Is it possible to approximate every function $f\in C([0,\pi],\mathbb C)$ uniformly with arbitary precision bby functions in the algebra generated by $\{1,e^{ix}\}$?
I know it's true for $\{1,e^{ix},e^{-ix}\}$, because for every continious function $f(x)=u(x)+v(x)i$, $u,v$ is able to be approximated by algebra generated by $\{1,\cos x\}$ according to stone-weierstrass approximation theorem. But here we don't have $e^{-ix}$?
r9m's idea of using Mergelyan's Theorem is a good one. In this special case, we can reduce the proof to be much simpler.

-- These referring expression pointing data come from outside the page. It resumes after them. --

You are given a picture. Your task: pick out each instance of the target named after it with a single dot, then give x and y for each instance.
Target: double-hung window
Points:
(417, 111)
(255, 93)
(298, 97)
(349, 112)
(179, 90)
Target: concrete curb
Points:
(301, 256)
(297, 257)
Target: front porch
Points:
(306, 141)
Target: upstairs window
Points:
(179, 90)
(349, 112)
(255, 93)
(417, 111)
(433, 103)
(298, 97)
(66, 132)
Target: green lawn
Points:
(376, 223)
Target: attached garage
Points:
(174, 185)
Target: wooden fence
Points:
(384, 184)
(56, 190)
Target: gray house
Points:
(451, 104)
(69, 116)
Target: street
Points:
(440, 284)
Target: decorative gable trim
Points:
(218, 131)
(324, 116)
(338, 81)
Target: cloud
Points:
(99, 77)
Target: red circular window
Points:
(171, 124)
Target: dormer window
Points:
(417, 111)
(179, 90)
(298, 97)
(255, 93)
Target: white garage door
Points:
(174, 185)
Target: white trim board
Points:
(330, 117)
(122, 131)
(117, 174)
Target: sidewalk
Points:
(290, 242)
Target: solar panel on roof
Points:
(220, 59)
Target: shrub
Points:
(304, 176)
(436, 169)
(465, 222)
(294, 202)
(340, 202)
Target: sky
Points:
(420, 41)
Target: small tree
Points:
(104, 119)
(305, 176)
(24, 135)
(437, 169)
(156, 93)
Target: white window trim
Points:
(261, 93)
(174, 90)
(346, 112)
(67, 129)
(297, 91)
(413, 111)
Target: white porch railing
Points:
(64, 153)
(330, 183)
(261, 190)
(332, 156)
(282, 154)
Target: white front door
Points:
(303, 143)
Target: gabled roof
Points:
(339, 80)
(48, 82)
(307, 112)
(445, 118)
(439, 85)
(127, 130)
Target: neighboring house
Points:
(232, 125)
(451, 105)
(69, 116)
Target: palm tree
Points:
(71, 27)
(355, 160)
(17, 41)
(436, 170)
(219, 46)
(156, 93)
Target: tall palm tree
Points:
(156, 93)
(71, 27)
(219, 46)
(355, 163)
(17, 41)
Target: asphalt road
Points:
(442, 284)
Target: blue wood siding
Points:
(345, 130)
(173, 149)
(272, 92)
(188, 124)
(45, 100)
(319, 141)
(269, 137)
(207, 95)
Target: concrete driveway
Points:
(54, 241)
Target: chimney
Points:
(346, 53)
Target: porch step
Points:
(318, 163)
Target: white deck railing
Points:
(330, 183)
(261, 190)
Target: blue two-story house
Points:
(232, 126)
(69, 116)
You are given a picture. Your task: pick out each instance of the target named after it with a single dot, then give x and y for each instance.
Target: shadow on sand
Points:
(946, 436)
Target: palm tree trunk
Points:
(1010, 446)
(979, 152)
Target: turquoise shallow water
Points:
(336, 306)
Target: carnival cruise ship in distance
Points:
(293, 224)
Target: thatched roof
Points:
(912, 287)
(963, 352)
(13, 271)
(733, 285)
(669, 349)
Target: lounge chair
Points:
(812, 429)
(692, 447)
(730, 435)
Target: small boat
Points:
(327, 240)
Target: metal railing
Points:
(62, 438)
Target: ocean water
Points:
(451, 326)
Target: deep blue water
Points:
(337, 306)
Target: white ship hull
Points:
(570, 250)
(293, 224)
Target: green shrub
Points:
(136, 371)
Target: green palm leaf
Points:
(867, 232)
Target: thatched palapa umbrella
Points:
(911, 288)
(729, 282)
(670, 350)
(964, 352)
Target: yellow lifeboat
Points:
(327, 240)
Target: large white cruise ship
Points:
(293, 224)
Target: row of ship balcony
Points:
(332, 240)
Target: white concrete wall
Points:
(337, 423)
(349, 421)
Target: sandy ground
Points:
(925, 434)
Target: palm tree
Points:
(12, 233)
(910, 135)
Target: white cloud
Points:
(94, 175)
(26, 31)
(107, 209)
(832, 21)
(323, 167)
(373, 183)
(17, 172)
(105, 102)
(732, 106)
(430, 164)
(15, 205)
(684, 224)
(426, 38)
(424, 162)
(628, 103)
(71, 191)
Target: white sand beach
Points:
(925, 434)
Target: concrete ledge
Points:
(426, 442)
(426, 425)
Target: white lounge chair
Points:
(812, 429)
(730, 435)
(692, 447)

By the usual complex version of Stone-Weierstrass, it suffices to show that the function $e^{-ix}$ is in the closure $\overline{\mathcal{A}}$ of the algebra $\mathcal{A}$ generated by $\{1, e^{ix}\}$.
Let $S^1_+ = \{e^{ix} : 0 \le x \le \pi\}$ be the upper unit semicircle in the complex plane. Fix $\epsilon > 0$ and consider the complex function $f(z) = 1/(z+i\epsilon)$, which is holomorphic except at $z=-i\epsilon$. Choose $R>0$ so large that $\sqrt{1+R^2} < R+\epsilon/2$; then the open disk $D = D(iR, R+\epsilon/2)$ contains all of $S^1_+$ but excludes $-i\epsilon$. Thus $f$ is holomorphic on $D$, so its Taylor series centered at $z=iR$ converges uniformly to $f$ on compact subsets of $D$, and in particular converges uniformly on $S^1_+$. So if we let $p_n(z)$ denote the $n$th Taylor polynomial of $f$ centered at $iR$, we have $p_n(e^{ix}) \to f(e^{ix}) = 1/(e^{ix} + i\epsilon)$ uniformly on $x \in [0,\pi]$, and therefore $1/(e^{ix}+i\epsilon) \in \overline{\mathcal{A}}$. Now letting $\epsilon \to 0$, we have $1/(e^{ix}+i\epsilon) \to e^{-ix}$ uniformly on $x \in [0,\pi]$, and therefore $e^{ix} \in \overline{\mathcal{A}}$ as well.
Note the full version of Mergelyan's theorem would show that the same result is true on any interval $[0, a]$ for $a < 2\pi$, but it is false on $[0,2\pi]$.